What About the Emotional Side of All This?

Let’s not sugarcoat it: This shift will still feel like a loss for many.

Because the SSF system might be more structured, and maybe even more generous over time, but it doesn’t feel that way yet.

It’s new. It’s technical. It’s a bit more complicated, and it doesn’t yet have the emotional reassurance that the old pension system carried.

And for many, it can feel like things are moving in the wrong direction. Especially when the narrative online is filled with headlines like “pension being cut off” or “SSF locks your money until you turn 60.” These stories create more fear than facts, and leave people unsure about what to believe.

So, the biggest risk of this shift is less in the math and so much more in how this feels to people.

Will employees feel secure enough to commit long-term to government service?

Will this new system inspire confidence, or will it just create more confusion?

Final Thoughts

The old pension setup had reached its limits. Costs were ballooning, the gap between private and public workers kept growing, and the system wasn’t built to handle the future.
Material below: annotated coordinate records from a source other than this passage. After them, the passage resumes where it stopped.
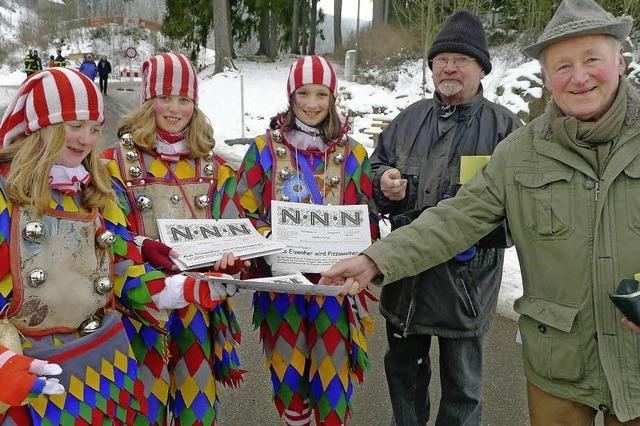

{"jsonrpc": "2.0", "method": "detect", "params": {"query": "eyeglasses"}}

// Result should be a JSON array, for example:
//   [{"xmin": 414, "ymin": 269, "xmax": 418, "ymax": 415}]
[{"xmin": 431, "ymin": 56, "xmax": 476, "ymax": 68}]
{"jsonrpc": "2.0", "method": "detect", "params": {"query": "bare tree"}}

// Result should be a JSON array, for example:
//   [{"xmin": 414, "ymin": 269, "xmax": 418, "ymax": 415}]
[
  {"xmin": 213, "ymin": 0, "xmax": 233, "ymax": 74},
  {"xmin": 333, "ymin": 0, "xmax": 344, "ymax": 54},
  {"xmin": 308, "ymin": 0, "xmax": 318, "ymax": 55}
]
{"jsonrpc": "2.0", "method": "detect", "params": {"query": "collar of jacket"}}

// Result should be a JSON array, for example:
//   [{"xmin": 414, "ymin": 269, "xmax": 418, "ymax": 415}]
[
  {"xmin": 433, "ymin": 84, "xmax": 484, "ymax": 121},
  {"xmin": 534, "ymin": 77, "xmax": 640, "ymax": 140}
]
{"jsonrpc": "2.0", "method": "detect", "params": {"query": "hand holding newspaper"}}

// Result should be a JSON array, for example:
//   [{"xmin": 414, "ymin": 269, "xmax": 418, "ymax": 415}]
[{"xmin": 158, "ymin": 219, "xmax": 284, "ymax": 271}]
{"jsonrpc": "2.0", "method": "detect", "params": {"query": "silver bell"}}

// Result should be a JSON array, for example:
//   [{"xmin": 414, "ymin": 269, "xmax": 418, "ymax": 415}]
[
  {"xmin": 22, "ymin": 222, "xmax": 45, "ymax": 241},
  {"xmin": 127, "ymin": 151, "xmax": 138, "ymax": 161},
  {"xmin": 276, "ymin": 146, "xmax": 287, "ymax": 158},
  {"xmin": 120, "ymin": 133, "xmax": 135, "ymax": 148},
  {"xmin": 29, "ymin": 268, "xmax": 47, "ymax": 287},
  {"xmin": 78, "ymin": 317, "xmax": 102, "ymax": 336},
  {"xmin": 278, "ymin": 169, "xmax": 291, "ymax": 180},
  {"xmin": 136, "ymin": 195, "xmax": 153, "ymax": 210},
  {"xmin": 96, "ymin": 229, "xmax": 116, "ymax": 248},
  {"xmin": 196, "ymin": 194, "xmax": 209, "ymax": 209},
  {"xmin": 93, "ymin": 277, "xmax": 113, "ymax": 294},
  {"xmin": 271, "ymin": 129, "xmax": 282, "ymax": 143}
]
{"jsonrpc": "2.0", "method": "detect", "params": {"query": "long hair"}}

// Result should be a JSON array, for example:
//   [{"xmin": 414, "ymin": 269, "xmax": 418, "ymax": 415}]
[
  {"xmin": 118, "ymin": 98, "xmax": 216, "ymax": 158},
  {"xmin": 281, "ymin": 92, "xmax": 342, "ymax": 143},
  {"xmin": 0, "ymin": 123, "xmax": 115, "ymax": 214}
]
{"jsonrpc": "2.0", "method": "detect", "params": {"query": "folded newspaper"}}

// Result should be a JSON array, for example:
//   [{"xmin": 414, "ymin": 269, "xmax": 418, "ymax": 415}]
[
  {"xmin": 186, "ymin": 272, "xmax": 342, "ymax": 296},
  {"xmin": 158, "ymin": 219, "xmax": 284, "ymax": 271}
]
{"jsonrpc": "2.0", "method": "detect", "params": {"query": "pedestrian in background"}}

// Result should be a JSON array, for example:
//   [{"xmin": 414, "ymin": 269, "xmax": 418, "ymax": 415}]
[{"xmin": 98, "ymin": 56, "xmax": 111, "ymax": 95}]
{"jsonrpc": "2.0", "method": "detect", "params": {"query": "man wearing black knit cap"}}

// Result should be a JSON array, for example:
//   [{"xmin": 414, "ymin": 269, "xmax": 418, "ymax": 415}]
[{"xmin": 371, "ymin": 11, "xmax": 521, "ymax": 426}]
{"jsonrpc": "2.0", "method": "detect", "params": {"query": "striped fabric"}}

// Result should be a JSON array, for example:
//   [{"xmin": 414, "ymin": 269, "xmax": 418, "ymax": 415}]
[
  {"xmin": 0, "ymin": 68, "xmax": 104, "ymax": 147},
  {"xmin": 142, "ymin": 53, "xmax": 198, "ymax": 103},
  {"xmin": 287, "ymin": 55, "xmax": 338, "ymax": 97}
]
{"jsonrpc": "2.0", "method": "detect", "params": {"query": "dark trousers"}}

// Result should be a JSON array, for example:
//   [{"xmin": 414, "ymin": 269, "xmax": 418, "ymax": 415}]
[
  {"xmin": 384, "ymin": 322, "xmax": 484, "ymax": 426},
  {"xmin": 100, "ymin": 76, "xmax": 108, "ymax": 95}
]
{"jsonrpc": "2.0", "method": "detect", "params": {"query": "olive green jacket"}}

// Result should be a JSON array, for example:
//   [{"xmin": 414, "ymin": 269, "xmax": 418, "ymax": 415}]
[{"xmin": 364, "ymin": 82, "xmax": 640, "ymax": 421}]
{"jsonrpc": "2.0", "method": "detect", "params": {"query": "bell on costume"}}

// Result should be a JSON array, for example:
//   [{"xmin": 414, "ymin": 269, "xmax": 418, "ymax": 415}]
[
  {"xmin": 22, "ymin": 222, "xmax": 45, "ymax": 241},
  {"xmin": 96, "ymin": 229, "xmax": 116, "ymax": 248},
  {"xmin": 278, "ymin": 169, "xmax": 292, "ymax": 180},
  {"xmin": 93, "ymin": 277, "xmax": 113, "ymax": 294},
  {"xmin": 136, "ymin": 195, "xmax": 153, "ymax": 210},
  {"xmin": 120, "ymin": 133, "xmax": 135, "ymax": 148},
  {"xmin": 127, "ymin": 151, "xmax": 138, "ymax": 161},
  {"xmin": 78, "ymin": 316, "xmax": 102, "ymax": 336},
  {"xmin": 129, "ymin": 166, "xmax": 142, "ymax": 178},
  {"xmin": 196, "ymin": 194, "xmax": 209, "ymax": 209},
  {"xmin": 29, "ymin": 268, "xmax": 47, "ymax": 287},
  {"xmin": 271, "ymin": 129, "xmax": 282, "ymax": 143},
  {"xmin": 276, "ymin": 146, "xmax": 287, "ymax": 158}
]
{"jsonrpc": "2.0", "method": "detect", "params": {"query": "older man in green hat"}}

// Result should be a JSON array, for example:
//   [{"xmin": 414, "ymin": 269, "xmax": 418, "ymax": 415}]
[{"xmin": 323, "ymin": 0, "xmax": 640, "ymax": 426}]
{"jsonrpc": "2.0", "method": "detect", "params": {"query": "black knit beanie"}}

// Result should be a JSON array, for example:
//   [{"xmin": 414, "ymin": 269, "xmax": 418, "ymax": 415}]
[{"xmin": 428, "ymin": 10, "xmax": 491, "ymax": 74}]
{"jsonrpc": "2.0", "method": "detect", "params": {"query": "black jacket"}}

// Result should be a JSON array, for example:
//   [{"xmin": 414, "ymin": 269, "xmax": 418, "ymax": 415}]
[
  {"xmin": 98, "ymin": 59, "xmax": 111, "ymax": 78},
  {"xmin": 371, "ymin": 90, "xmax": 522, "ymax": 338}
]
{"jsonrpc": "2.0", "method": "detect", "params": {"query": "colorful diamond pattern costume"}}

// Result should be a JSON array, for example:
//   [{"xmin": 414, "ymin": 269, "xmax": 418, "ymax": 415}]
[
  {"xmin": 103, "ymin": 147, "xmax": 243, "ymax": 425},
  {"xmin": 237, "ymin": 127, "xmax": 379, "ymax": 425},
  {"xmin": 0, "ymin": 180, "xmax": 171, "ymax": 425}
]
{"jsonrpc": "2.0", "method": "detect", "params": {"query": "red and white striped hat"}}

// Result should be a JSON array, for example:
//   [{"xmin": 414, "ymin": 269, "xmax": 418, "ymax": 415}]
[
  {"xmin": 142, "ymin": 53, "xmax": 198, "ymax": 103},
  {"xmin": 0, "ymin": 67, "xmax": 104, "ymax": 148},
  {"xmin": 287, "ymin": 55, "xmax": 338, "ymax": 97}
]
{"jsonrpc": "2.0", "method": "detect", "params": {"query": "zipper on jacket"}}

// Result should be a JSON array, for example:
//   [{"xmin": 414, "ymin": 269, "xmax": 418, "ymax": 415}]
[
  {"xmin": 459, "ymin": 278, "xmax": 478, "ymax": 318},
  {"xmin": 402, "ymin": 295, "xmax": 413, "ymax": 337}
]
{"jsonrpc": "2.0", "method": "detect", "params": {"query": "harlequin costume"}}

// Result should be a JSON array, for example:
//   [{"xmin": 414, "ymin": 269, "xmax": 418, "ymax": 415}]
[
  {"xmin": 103, "ymin": 53, "xmax": 243, "ymax": 425},
  {"xmin": 237, "ymin": 56, "xmax": 378, "ymax": 425},
  {"xmin": 0, "ymin": 68, "xmax": 174, "ymax": 425}
]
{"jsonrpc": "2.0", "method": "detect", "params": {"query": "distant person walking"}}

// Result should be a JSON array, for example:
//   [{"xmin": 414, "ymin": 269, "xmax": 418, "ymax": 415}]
[
  {"xmin": 80, "ymin": 54, "xmax": 98, "ymax": 81},
  {"xmin": 98, "ymin": 56, "xmax": 111, "ymax": 95},
  {"xmin": 56, "ymin": 49, "xmax": 67, "ymax": 67},
  {"xmin": 24, "ymin": 49, "xmax": 36, "ymax": 78},
  {"xmin": 32, "ymin": 50, "xmax": 42, "ymax": 72}
]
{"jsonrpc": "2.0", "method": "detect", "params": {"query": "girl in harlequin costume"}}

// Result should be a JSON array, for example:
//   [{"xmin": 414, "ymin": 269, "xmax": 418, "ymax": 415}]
[
  {"xmin": 237, "ymin": 56, "xmax": 378, "ymax": 425},
  {"xmin": 0, "ymin": 68, "xmax": 232, "ymax": 426},
  {"xmin": 103, "ymin": 53, "xmax": 242, "ymax": 425}
]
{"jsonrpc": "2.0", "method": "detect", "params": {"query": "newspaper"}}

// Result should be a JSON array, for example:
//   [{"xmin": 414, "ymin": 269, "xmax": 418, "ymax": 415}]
[
  {"xmin": 271, "ymin": 201, "xmax": 371, "ymax": 274},
  {"xmin": 158, "ymin": 219, "xmax": 284, "ymax": 271},
  {"xmin": 187, "ymin": 272, "xmax": 342, "ymax": 296}
]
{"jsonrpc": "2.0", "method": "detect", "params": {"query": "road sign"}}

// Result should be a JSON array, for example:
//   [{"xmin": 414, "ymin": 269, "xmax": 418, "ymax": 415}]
[{"xmin": 124, "ymin": 47, "xmax": 138, "ymax": 59}]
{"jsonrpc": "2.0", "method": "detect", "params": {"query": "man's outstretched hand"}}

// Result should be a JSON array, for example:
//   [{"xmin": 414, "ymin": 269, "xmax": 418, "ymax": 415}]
[{"xmin": 320, "ymin": 255, "xmax": 380, "ymax": 296}]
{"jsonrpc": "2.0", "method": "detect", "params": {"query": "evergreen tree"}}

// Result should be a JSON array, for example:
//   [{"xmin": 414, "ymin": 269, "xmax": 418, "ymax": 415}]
[{"xmin": 163, "ymin": 0, "xmax": 213, "ymax": 63}]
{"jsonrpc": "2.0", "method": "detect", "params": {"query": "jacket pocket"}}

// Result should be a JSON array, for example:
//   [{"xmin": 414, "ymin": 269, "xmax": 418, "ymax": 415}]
[
  {"xmin": 624, "ymin": 158, "xmax": 640, "ymax": 238},
  {"xmin": 515, "ymin": 169, "xmax": 574, "ymax": 240},
  {"xmin": 515, "ymin": 296, "xmax": 587, "ymax": 382}
]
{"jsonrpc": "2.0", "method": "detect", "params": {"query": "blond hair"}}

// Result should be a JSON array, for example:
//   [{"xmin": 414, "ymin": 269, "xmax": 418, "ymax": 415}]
[
  {"xmin": 118, "ymin": 98, "xmax": 216, "ymax": 158},
  {"xmin": 0, "ymin": 123, "xmax": 115, "ymax": 214},
  {"xmin": 284, "ymin": 91, "xmax": 342, "ymax": 143}
]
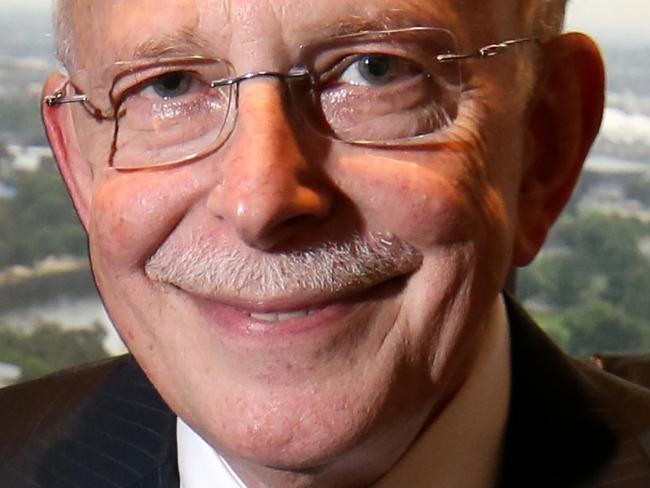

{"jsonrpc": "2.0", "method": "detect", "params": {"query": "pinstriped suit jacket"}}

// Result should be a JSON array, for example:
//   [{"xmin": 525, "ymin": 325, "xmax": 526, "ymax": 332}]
[{"xmin": 0, "ymin": 300, "xmax": 650, "ymax": 488}]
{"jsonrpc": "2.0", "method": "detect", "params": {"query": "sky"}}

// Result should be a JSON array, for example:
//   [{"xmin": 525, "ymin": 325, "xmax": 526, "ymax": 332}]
[{"xmin": 0, "ymin": 0, "xmax": 650, "ymax": 45}]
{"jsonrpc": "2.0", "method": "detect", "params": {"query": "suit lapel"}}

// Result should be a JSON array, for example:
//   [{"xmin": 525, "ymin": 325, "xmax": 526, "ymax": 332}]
[
  {"xmin": 37, "ymin": 357, "xmax": 178, "ymax": 488},
  {"xmin": 503, "ymin": 299, "xmax": 616, "ymax": 488}
]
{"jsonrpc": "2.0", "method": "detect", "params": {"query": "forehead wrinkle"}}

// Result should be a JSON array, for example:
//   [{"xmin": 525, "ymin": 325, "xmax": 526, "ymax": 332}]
[{"xmin": 288, "ymin": 0, "xmax": 458, "ymax": 46}]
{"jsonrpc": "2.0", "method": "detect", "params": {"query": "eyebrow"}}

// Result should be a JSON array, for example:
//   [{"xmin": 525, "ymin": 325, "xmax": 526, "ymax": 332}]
[
  {"xmin": 321, "ymin": 9, "xmax": 446, "ymax": 37},
  {"xmin": 131, "ymin": 29, "xmax": 215, "ymax": 60}
]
Now, for the first time, everyone’s in the same boat. Whether you work for a ministry or a private firm, the rules are the same. You contribute, your employer contributes, and your future is tied to a shared system. That finally puts an end to a long-standing divide, and brings a sense of fairness that was missing for far too long.

Still, fixing the structure is just the first step. The real test is whether SSF can earn people’s trust. That means benefits that actually show up when you need them. A system that feels accessible, not buried in red tape. And clear communication, so people stop relying on half-truths and rumors to figure out their own future.

SSF doesn’t need to be perfect. But it does need to be reliable. If it can show that it works, not just in theory, but in people’s lives, it might just become the thing it’s trying to replace: something people can count on.